The UK's Labour party was taking a bruising today as results came in from elections in Scotland, Wales and England – but Tony Blair’s party appeared to have escaped the bloodbath some were predicting.
In Scotland, parliamentary elections hung on a knife-edge, with the Scottish National Party taking seats but still far from certain of replacing Labour as the largest single party.
SNP leader Alex Salmond came from third place to become Member of the Scottish Parliament (MSP) for Gordon, while Labour’s leader north of the border Jack McConnell held on to Motherwell and Wishaw.
Labour was on the way to remaining the largest party in the Welsh Assembly but looked unlikely to claim overall control, dropping five seats while Conservatives and Plaid Cymru made gains.

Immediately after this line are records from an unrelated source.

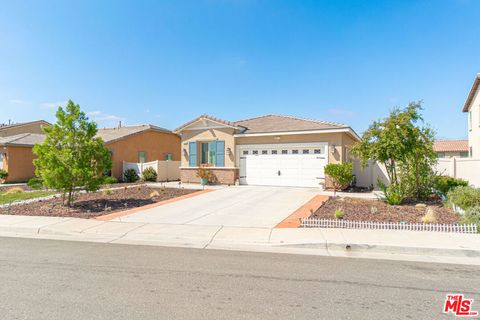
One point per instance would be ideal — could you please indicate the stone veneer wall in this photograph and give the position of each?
(222, 176)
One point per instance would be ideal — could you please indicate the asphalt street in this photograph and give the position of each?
(47, 279)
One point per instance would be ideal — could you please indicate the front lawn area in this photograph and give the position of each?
(10, 197)
(371, 210)
(91, 205)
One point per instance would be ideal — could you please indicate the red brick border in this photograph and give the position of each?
(148, 206)
(305, 211)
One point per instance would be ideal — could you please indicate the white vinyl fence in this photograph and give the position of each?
(463, 168)
(347, 224)
(166, 170)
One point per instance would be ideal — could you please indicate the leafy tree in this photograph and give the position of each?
(405, 148)
(71, 158)
(341, 174)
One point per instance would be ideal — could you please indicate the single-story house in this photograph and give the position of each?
(451, 148)
(16, 156)
(142, 143)
(272, 150)
(13, 129)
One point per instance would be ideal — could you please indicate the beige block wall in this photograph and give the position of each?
(225, 134)
(155, 144)
(19, 164)
(29, 128)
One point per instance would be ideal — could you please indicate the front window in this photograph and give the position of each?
(142, 157)
(209, 153)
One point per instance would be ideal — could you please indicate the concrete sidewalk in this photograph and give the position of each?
(377, 244)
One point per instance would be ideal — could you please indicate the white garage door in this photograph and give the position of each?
(298, 165)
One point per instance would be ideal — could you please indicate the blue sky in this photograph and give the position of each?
(165, 62)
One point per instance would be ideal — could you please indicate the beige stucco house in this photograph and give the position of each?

In England, the Tories increased their tally of councils by 12 and claimed the scene had been set for general election victory as they won an estimated 41% of the national vote.

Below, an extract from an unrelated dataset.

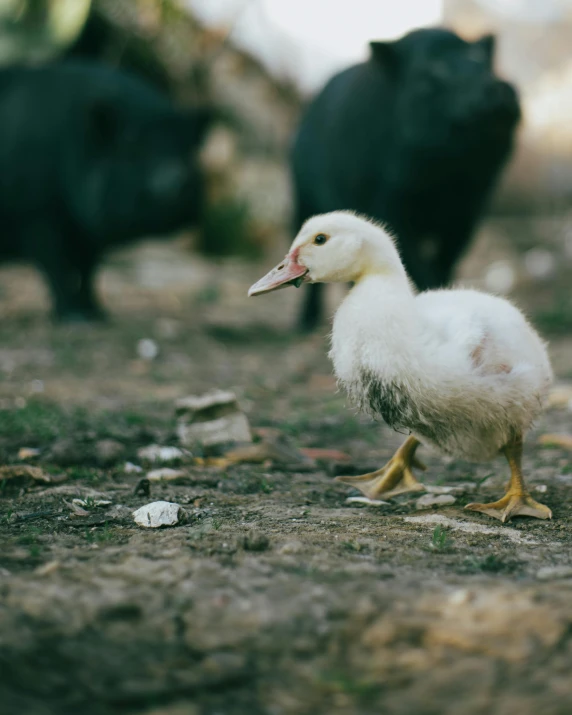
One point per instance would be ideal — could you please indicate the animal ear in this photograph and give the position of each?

The night was marked by delay and confusion in some areas thanks to problems with new electronic vote-counting technology and an unprecedented number of spoiled ballot papers.
In Scotland, many voters appear to have misunderstood new-style ballot papers, and there are fears that the number spoilt may top 100,000 nationally.
David Cameron’s Tories won control of England’s largest council, Birmingham, for the first time in almost a quarter of a century and claimed they were “back in business in the north” after taking Chester and South Ribble.
But Labour said the much-vaunted “Cameron effect” had failed to deliver the predicted surge in support and insisted the Tories had not made the sort of breakthrough they would need to win the next general election.
Labour’s share of the vote was up one point from last year to 27%, according to BBC estimates, while the Liberal Democrats were down a point to 26%.